1969, WIKRAMANAYAKE & DRYDEN
1988). Auf einigen Inseln im Pazifik wurde V. indicus zur Eindämmung
der Rattenplage ausgesetzt, z.B. auf den westlichen Karolinen (UCHIDA
1966). V. indicus ist immer in der Nähe von Wasser zu finden,
meistens halten sich die Tiere im Mangroven-Gürtel auf. Ihre Nahrung
besteht grösstenteils aus Fisch. Aber auch jedes andere Tier, welches
in das Beuteschema passt, wird überwältigt und verschlungen (LOSOS
& GREENE 1988, SPRACKLAND
1992, 1995). |
| Pflege
und Zucht |
Die
Haltung von V. indicus erfordert genügend Platz. Da die Tiere
in der Natur Wasserbewohner sind, muss man ihnen im Terrarium auch die Möglichkeit
zum Schwimmen schaffen, was ein grosses Wasserbecken unerlässlich macht.

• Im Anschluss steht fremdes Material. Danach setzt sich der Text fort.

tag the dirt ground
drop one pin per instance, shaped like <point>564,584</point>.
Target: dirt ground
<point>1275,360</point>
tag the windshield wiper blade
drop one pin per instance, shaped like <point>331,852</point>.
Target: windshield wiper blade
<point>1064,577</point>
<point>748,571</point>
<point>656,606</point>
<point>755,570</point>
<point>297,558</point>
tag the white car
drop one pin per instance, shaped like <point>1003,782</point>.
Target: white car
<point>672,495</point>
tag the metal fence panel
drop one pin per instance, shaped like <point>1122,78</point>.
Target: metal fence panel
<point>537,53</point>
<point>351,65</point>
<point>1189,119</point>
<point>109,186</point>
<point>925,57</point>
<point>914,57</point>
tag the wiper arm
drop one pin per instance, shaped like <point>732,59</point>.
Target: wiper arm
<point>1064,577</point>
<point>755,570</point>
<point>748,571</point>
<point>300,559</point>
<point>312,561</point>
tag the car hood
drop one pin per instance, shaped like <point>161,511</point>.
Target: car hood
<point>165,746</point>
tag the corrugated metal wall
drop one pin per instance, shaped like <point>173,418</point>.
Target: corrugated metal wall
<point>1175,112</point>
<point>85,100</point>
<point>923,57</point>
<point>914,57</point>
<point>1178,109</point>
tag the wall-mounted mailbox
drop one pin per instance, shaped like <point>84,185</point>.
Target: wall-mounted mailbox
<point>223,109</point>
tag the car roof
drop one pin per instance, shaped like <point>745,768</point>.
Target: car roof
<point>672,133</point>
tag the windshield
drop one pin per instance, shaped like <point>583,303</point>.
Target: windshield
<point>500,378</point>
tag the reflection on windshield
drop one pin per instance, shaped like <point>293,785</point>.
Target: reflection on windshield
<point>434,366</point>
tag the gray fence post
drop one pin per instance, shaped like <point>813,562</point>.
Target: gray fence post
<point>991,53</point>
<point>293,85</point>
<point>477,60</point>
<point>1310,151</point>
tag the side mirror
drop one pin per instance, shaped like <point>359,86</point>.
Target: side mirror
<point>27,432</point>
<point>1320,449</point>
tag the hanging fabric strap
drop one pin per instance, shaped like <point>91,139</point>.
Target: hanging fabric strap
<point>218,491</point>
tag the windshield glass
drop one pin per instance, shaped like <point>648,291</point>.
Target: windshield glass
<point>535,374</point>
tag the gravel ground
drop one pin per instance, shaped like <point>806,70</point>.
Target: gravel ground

Die sonstige Einrichtung richtet sich nach den Bedürfnissen der Insassen,
wobei einige dicke Äste und Versteckmöglichkeiten für das
Wohlbefinden der Tiere unerlässlich sind. Eine der Grösse der
Tiere angepasste Nistbox ist selbstverständlich.
Eine Nachzucht im Terrarium von Varanus indicus ist in den letzten Jahren
mehrfach gelungen und auch veröffentlicht worden (WESIAK
1993a, b, KOK 1993, 1995a, 1995b).
Zwei Männchen und ein Weibchen dieser Art bewohnen bei WESIAK
ein Terrarium mit 3,4 m2 Grundfläche und einer Höhe von 110 cm.
Ein Wasserbecken aus glasfaserverstärktem Polyester mit den Massen
190 x 105 x 40 cm LBH ist in den Boden eingelassen. Zur Eiablage steht den
Tieren eine Nistbox mit den Massen 60x40x40 cm LBH, die ebenfalls in den
Boden eingelassen ist, zu Verfügung. Nur in der Nistbox ist Sand als
Substrat vorhanden, der Rest des Terrariums ist mit Styropor und Epoxyd-Harz
so gestaltet, dass das Waranpaar auch die Seitenwände und die Rückwand
zum Klettern nutzen kann (WESIAK 1996). Das Weibchen
legte mehrfach etwa 6 Wochen nach einer beobachteten Paarung Eier ab. Meistens
wurden sie aber vom Weibchen nicht in der Nistbox vergraben, sonder einfach
im Terrarium verstreut abgesetzt. Aus 5 Gelegen mit insgesamt 25 Eiern schlüpfte
nach einer Inkubationszeit von 174 Tagen ein Jungtier. Die Eier waren in
Vermiculite gebettet, und die Temperatur im Inkubator betrug 28,5°C.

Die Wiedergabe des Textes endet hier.